From the safe confines of the car, she pressed down on the door locks, flipped the high beams on, and pulled out of Rowdy’s driveway. She leaned toward the dashboard, her head protruding so far forward her chin practically rested on the top of the steering wheel, like scooting her body closer to the windshield made things any better than they were. The sky was dark. Pitch black. And the road leading away from Rowdy’s wasn’t fit for night driving. The few street signs she passed were fuzzy, the words blending together like a cloudy bowl of alphabet soup.
Hands nervously clutching the rubber grips of the steering wheel, she tried to focus. It wasn’t working. And there was a simple reason why—she didn’t have her glasses. She despised glasses, despised wearing them, so she almost never did. They made her feel old. And forget contact lenses. She’d tried them once, dipping a finger into the soft, squishy wetness of the see-through lens before stabbing it onto her eyeball. It didn’t seem natural. It felt weird. And she felt weird in them, like the bionic woman but without any super powers.

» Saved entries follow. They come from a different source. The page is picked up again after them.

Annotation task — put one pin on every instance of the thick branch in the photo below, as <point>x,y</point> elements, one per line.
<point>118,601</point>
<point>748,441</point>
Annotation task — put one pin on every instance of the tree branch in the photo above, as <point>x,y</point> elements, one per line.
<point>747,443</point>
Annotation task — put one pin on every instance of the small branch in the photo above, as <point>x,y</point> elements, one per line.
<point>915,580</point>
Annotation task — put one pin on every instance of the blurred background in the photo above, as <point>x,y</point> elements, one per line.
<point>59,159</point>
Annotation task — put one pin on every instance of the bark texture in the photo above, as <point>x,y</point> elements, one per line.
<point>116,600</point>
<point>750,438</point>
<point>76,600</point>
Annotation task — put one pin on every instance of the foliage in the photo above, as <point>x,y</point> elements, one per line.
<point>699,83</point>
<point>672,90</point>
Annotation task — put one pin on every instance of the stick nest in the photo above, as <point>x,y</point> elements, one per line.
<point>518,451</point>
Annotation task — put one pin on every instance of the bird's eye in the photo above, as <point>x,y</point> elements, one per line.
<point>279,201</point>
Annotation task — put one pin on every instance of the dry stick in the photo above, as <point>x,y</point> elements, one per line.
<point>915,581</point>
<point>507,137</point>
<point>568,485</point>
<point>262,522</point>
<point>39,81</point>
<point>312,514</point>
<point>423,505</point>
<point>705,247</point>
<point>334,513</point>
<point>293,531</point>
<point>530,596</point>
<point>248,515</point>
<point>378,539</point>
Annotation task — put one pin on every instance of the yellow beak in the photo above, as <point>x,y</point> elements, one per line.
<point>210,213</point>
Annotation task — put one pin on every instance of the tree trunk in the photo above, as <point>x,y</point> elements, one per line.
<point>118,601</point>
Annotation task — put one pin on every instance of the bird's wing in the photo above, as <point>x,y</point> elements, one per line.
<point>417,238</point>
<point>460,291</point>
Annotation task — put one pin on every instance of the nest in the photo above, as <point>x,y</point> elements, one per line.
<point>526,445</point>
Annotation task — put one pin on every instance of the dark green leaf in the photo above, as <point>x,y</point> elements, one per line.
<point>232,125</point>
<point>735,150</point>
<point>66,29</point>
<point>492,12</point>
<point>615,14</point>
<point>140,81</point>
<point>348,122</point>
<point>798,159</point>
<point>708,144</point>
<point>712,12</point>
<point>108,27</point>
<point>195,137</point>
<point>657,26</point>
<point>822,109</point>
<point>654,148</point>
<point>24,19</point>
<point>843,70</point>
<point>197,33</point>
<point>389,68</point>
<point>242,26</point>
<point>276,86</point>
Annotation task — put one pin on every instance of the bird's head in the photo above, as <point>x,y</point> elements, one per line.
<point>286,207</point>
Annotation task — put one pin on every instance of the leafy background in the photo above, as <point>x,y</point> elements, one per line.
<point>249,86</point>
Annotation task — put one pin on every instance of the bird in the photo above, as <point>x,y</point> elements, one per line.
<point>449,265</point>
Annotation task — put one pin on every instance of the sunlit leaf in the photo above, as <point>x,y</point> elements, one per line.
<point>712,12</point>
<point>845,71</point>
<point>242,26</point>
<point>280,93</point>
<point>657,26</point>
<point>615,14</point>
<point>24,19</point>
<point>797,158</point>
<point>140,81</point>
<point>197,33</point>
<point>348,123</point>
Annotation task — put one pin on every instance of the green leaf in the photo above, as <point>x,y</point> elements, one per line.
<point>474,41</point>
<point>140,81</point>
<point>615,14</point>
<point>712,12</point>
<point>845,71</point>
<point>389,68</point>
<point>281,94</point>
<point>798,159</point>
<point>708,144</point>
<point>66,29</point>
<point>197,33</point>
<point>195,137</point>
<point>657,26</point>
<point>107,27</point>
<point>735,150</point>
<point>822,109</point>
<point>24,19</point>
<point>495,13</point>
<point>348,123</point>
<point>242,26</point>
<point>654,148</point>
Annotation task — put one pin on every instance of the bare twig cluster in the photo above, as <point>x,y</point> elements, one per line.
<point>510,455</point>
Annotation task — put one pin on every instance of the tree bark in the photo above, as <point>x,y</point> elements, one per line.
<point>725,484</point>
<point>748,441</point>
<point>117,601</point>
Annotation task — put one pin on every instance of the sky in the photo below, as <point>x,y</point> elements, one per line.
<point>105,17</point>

She was sure she’d been circling the same three streets for over a half hour now, seeing the same signs repeatedly, all sense of direction dashed inside a car with a GPS that mapped her current location as an “unverified area.” Of the five street lamps she’d passed, one of them was out, and another was blinking, flashing off and on, taunting her like, “now you see me, now you don’t.” The town had changed over the years. New subdivisions, more homes being built on the outskirts of town. Rowdy’s was one of them. She felt like Marco Polo, the thirteenth-century Venetian explorer who hadn’t the slightest clue where he was going either. Poor guy. The only legacy he left behind when he died was a silly swimming game. A mockery, really.
Lights twinkled in the distance, and she could see the roadway leading back to town. She reached the stop sign and turned on the main road, exhaling what felt like the first real breath she’d taken since dipping inside her car at Rowdy’s. Old lady or not, she made a vow to herself—no more night driving without her glasses.
She’d driven less than a quarter of a mile when she saw the vehicle approaching from behind. It was fast, relentless, coming in hot. Brights beaming so violently through her back windshield, it was like they had the ability to penetrate her brain. Did the driver see her? There was little time to assume he had, mere seconds for her to react. She jerked the wheel to the right, attempting to yield to the oncoming vehicle, give him the road.
It should have worked, but it didn’t.
The vehicle sped up, ramming into her back bumper before swerving around, darting up the road and out of sight. She braced the wheel for support as the car spiraled out of control, spinning off the road like spokes on a windmill. The hood of the car bowed into an upside-down “V,” crashing into a brick noise-barrier wall surrounding an upscale neighborhood.
Car fully stopped, she remained still for several moments, allowing the swift beating of her heart time to slow, her brain time to process. The truck was gone. The street empty. The nightmare over. For now. Something she’d done in her pursuit to find the killer had finally made an impact, triggering the events of the evening. She just needed to find out what that something was and how it was tied to Evie’s murder.
The soft blur of headlights slowed to a stop behind her. Her first instinct was to panic, to assume the man was back, that he was coming for her. Then she noticed it wasn’t a truck that had stopped. It was a car. And inside the car, a woman. Quinn released her seatbelt, opened the car door, and looked up, thanking God for keeping her alive.